A successor party-list, Partido Manggagawa (PM), participated in the 2016 and 2019 elections, but lost both times as well, resulting in the party-list being delisted in 2021. As chairman of Partido Manggagawa, Magtubo endorsed Estrada's reelection bid as mayor of Manila in 2016, calling him the only Manila mayor so far to "sincerely address" the concerns of the working class. In June 2019, Magtubo denounced the assassination of fourth PM party-list nominee Dennis Sequeña, stating that he is "a community leader and has no personal enemies. We believe this is an extrajudicial killing for Dennis' work as a labor organizer."

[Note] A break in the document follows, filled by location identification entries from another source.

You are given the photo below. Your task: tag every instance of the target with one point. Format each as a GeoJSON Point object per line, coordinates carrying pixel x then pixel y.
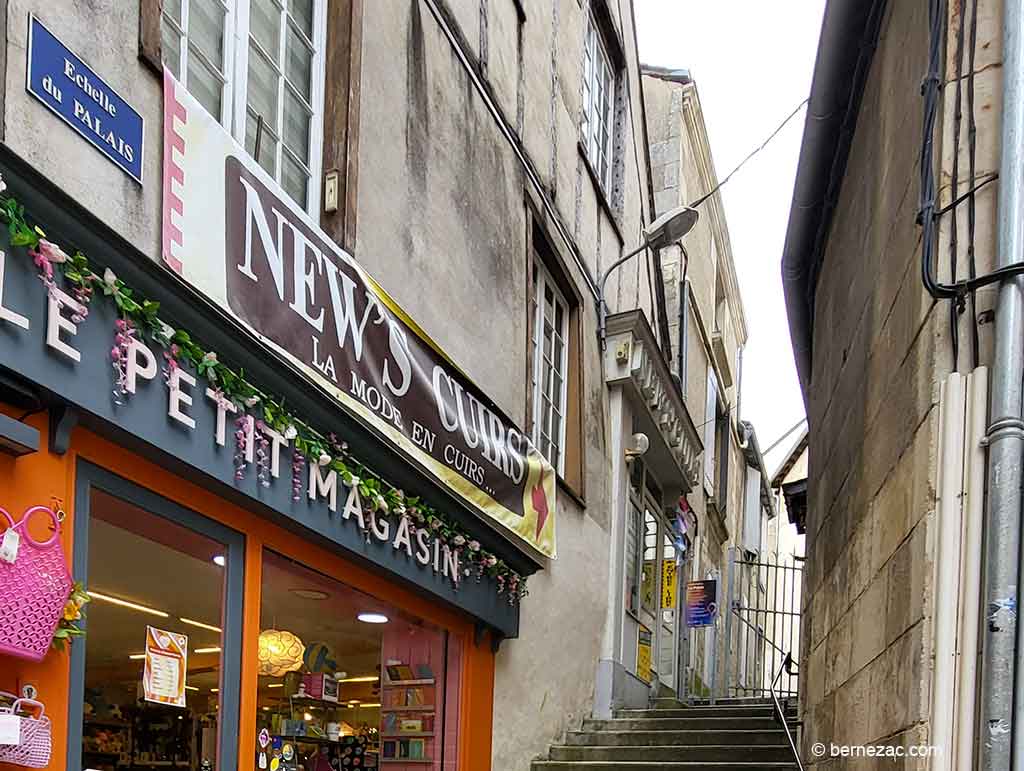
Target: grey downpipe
{"type": "Point", "coordinates": [1000, 698]}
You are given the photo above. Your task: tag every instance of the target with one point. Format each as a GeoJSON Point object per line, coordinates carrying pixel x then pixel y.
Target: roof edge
{"type": "Point", "coordinates": [846, 48]}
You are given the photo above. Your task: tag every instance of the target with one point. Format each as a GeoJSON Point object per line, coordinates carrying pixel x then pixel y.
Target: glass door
{"type": "Point", "coordinates": [163, 634]}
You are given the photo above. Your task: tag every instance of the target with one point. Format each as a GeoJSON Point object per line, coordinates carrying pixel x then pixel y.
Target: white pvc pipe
{"type": "Point", "coordinates": [970, 594]}
{"type": "Point", "coordinates": [950, 481]}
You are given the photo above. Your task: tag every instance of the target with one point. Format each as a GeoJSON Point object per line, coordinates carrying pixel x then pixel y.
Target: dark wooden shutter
{"type": "Point", "coordinates": [148, 34]}
{"type": "Point", "coordinates": [341, 115]}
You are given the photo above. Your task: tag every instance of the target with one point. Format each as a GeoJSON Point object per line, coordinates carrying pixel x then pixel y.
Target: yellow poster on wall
{"type": "Point", "coordinates": [670, 585]}
{"type": "Point", "coordinates": [643, 653]}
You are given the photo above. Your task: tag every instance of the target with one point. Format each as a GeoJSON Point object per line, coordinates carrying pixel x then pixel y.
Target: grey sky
{"type": "Point", "coordinates": [753, 63]}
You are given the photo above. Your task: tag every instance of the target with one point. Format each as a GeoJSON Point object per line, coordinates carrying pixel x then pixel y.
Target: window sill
{"type": "Point", "coordinates": [599, 191]}
{"type": "Point", "coordinates": [567, 488]}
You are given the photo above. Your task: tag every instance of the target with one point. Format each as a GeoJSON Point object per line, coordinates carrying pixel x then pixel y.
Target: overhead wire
{"type": "Point", "coordinates": [928, 214]}
{"type": "Point", "coordinates": [753, 153]}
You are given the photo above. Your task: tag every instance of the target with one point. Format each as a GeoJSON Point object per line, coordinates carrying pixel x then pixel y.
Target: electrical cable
{"type": "Point", "coordinates": [777, 441]}
{"type": "Point", "coordinates": [760, 147]}
{"type": "Point", "coordinates": [928, 214]}
{"type": "Point", "coordinates": [956, 307]}
{"type": "Point", "coordinates": [972, 145]}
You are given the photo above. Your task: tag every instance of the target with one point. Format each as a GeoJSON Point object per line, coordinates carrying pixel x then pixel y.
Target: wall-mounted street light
{"type": "Point", "coordinates": [668, 228]}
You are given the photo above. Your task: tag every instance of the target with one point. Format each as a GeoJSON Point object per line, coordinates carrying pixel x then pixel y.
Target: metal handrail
{"type": "Point", "coordinates": [787, 665]}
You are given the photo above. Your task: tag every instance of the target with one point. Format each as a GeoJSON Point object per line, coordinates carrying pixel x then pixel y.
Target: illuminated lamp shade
{"type": "Point", "coordinates": [280, 652]}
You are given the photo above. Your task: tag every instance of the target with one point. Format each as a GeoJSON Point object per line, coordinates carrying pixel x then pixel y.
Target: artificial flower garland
{"type": "Point", "coordinates": [139, 319]}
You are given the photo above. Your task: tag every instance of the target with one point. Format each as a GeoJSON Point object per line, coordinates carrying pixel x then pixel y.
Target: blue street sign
{"type": "Point", "coordinates": [69, 87]}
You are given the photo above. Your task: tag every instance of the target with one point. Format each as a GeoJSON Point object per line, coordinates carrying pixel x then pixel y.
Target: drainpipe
{"type": "Point", "coordinates": [684, 302]}
{"type": "Point", "coordinates": [1000, 697]}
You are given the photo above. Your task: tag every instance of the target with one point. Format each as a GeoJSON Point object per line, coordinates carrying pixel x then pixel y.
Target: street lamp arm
{"type": "Point", "coordinates": [617, 263]}
{"type": "Point", "coordinates": [602, 307]}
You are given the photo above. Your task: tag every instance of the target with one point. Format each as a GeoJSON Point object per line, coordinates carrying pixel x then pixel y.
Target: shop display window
{"type": "Point", "coordinates": [347, 681]}
{"type": "Point", "coordinates": [154, 660]}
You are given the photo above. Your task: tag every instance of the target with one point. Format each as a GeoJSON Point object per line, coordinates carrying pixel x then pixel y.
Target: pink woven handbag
{"type": "Point", "coordinates": [36, 740]}
{"type": "Point", "coordinates": [33, 590]}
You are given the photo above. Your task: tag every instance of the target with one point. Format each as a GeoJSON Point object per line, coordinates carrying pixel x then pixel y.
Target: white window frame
{"type": "Point", "coordinates": [543, 282]}
{"type": "Point", "coordinates": [598, 62]}
{"type": "Point", "coordinates": [185, 49]}
{"type": "Point", "coordinates": [236, 72]}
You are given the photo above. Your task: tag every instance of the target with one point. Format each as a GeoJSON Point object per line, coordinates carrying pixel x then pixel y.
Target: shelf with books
{"type": "Point", "coordinates": [404, 734]}
{"type": "Point", "coordinates": [407, 760]}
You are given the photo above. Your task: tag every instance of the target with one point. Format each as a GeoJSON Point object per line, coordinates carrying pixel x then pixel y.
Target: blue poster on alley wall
{"type": "Point", "coordinates": [70, 87]}
{"type": "Point", "coordinates": [701, 603]}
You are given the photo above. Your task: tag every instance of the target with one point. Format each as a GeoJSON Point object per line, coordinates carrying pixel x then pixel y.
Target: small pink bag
{"type": "Point", "coordinates": [36, 741]}
{"type": "Point", "coordinates": [34, 589]}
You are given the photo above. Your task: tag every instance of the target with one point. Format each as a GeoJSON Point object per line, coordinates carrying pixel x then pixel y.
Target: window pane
{"type": "Point", "coordinates": [262, 96]}
{"type": "Point", "coordinates": [632, 558]}
{"type": "Point", "coordinates": [296, 126]}
{"type": "Point", "coordinates": [302, 12]}
{"type": "Point", "coordinates": [205, 86]}
{"type": "Point", "coordinates": [170, 575]}
{"type": "Point", "coordinates": [299, 66]}
{"type": "Point", "coordinates": [340, 691]}
{"type": "Point", "coordinates": [648, 581]}
{"type": "Point", "coordinates": [294, 178]}
{"type": "Point", "coordinates": [171, 42]}
{"type": "Point", "coordinates": [264, 26]}
{"type": "Point", "coordinates": [267, 147]}
{"type": "Point", "coordinates": [206, 30]}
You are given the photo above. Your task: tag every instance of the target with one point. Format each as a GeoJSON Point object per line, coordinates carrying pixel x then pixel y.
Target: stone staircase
{"type": "Point", "coordinates": [731, 735]}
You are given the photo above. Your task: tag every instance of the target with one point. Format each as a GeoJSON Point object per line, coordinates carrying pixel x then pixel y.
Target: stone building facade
{"type": "Point", "coordinates": [481, 158]}
{"type": "Point", "coordinates": [875, 352]}
{"type": "Point", "coordinates": [708, 330]}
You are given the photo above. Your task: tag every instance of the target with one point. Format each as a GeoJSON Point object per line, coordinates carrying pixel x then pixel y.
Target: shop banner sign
{"type": "Point", "coordinates": [701, 603]}
{"type": "Point", "coordinates": [80, 97]}
{"type": "Point", "coordinates": [166, 666]}
{"type": "Point", "coordinates": [670, 583]}
{"type": "Point", "coordinates": [644, 638]}
{"type": "Point", "coordinates": [232, 233]}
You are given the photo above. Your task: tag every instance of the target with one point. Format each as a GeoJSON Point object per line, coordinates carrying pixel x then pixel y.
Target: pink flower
{"type": "Point", "coordinates": [43, 264]}
{"type": "Point", "coordinates": [52, 252]}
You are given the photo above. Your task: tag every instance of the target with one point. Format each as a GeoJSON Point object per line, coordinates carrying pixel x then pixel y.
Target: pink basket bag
{"type": "Point", "coordinates": [35, 736]}
{"type": "Point", "coordinates": [34, 589]}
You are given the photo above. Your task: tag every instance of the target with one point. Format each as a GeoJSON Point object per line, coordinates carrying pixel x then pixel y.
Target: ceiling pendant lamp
{"type": "Point", "coordinates": [280, 652]}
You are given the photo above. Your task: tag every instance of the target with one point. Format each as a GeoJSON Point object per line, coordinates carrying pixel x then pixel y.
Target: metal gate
{"type": "Point", "coordinates": [762, 626]}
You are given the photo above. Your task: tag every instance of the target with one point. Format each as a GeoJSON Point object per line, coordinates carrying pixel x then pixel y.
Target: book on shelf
{"type": "Point", "coordinates": [399, 672]}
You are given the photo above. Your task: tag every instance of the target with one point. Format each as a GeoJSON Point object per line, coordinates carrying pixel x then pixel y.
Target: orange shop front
{"type": "Point", "coordinates": [250, 607]}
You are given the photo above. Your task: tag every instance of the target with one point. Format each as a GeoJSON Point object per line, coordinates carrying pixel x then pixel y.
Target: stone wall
{"type": "Point", "coordinates": [442, 221]}
{"type": "Point", "coordinates": [878, 340]}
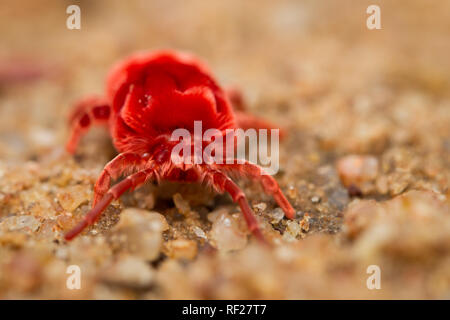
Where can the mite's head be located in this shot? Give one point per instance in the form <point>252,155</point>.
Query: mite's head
<point>158,92</point>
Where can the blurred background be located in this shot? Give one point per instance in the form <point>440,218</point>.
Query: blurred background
<point>313,67</point>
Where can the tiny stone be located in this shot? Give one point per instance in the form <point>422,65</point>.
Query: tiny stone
<point>260,206</point>
<point>293,228</point>
<point>199,232</point>
<point>182,249</point>
<point>181,204</point>
<point>276,215</point>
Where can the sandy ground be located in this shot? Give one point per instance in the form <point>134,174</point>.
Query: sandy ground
<point>365,164</point>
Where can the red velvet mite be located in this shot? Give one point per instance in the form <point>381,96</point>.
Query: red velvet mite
<point>148,96</point>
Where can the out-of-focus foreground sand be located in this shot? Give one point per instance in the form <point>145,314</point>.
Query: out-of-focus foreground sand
<point>311,66</point>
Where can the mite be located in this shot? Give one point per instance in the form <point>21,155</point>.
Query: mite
<point>148,96</point>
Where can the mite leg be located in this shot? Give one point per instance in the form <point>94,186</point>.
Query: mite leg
<point>131,182</point>
<point>124,164</point>
<point>89,111</point>
<point>223,183</point>
<point>247,121</point>
<point>268,183</point>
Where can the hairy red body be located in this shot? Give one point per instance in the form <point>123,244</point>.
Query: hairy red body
<point>148,96</point>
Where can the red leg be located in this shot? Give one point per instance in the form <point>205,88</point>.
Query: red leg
<point>131,182</point>
<point>89,111</point>
<point>223,183</point>
<point>125,163</point>
<point>269,184</point>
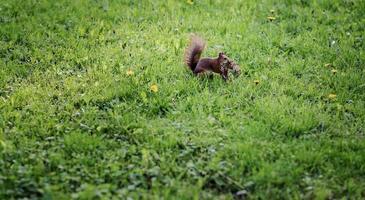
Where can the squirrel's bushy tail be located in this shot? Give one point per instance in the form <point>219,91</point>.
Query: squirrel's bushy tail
<point>194,51</point>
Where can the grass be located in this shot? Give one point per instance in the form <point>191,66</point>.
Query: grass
<point>78,118</point>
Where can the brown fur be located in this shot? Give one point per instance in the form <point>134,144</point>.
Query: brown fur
<point>219,65</point>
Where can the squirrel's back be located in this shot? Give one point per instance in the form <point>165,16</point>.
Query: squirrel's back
<point>194,51</point>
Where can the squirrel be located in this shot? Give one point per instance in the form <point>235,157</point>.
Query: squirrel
<point>198,65</point>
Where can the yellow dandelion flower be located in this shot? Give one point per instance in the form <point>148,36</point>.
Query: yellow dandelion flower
<point>129,72</point>
<point>154,88</point>
<point>332,96</point>
<point>271,18</point>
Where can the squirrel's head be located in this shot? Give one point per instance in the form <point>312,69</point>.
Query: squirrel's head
<point>227,63</point>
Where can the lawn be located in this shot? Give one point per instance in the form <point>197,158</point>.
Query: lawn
<point>96,103</point>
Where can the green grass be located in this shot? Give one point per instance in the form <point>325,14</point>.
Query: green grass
<point>73,124</point>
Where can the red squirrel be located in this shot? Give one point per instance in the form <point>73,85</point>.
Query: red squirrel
<point>219,65</point>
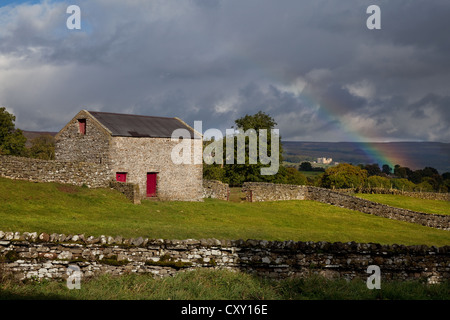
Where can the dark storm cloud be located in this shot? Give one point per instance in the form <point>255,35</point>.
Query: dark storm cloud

===Marikina City Council (2019–present)===
Magtubo ran for councilor of Marikina's second district in May 2019 under the Liberal Party, intending to switch with his wife Judy Magtubo, who at that point had served three terms as Liberal councilor in the district. Magtubo won a seat in the city council after placing fourth in the election. In March 2021, he joined 1Sambayan, a political organization that seeks to unite the opposition beginning with the 2022 elections, as a co-convenor.

In March 2025, Magtubo was among the three councilors who were not suspended by the Ombudsman amidst its ongoing investigation into alleged malversation of excess PhilHealth fund by the Marikina government, alongside twin councilors Rommel Acuña of the first district and Ronnie Acuña of the second district. Magtubo claimed that he had argued for PhilHealth funds to only be used for the city's health programs, but other councilors "did not favor" his view. He would later win reelection under the Lakas–CMD party for his third and final term as councilor, placing seventh in his electoral district.

==Personal life==
Magtubo is married to Susana "Judy" Pinongcos Magtubo, a political activist and former information officer who served three terms as Liberal city councilor in Marikina's second district from 2010 to 2019. Magtubo resided in Parang, Marikina, in the early 2000s, and by the 2020s was residing in Nangka.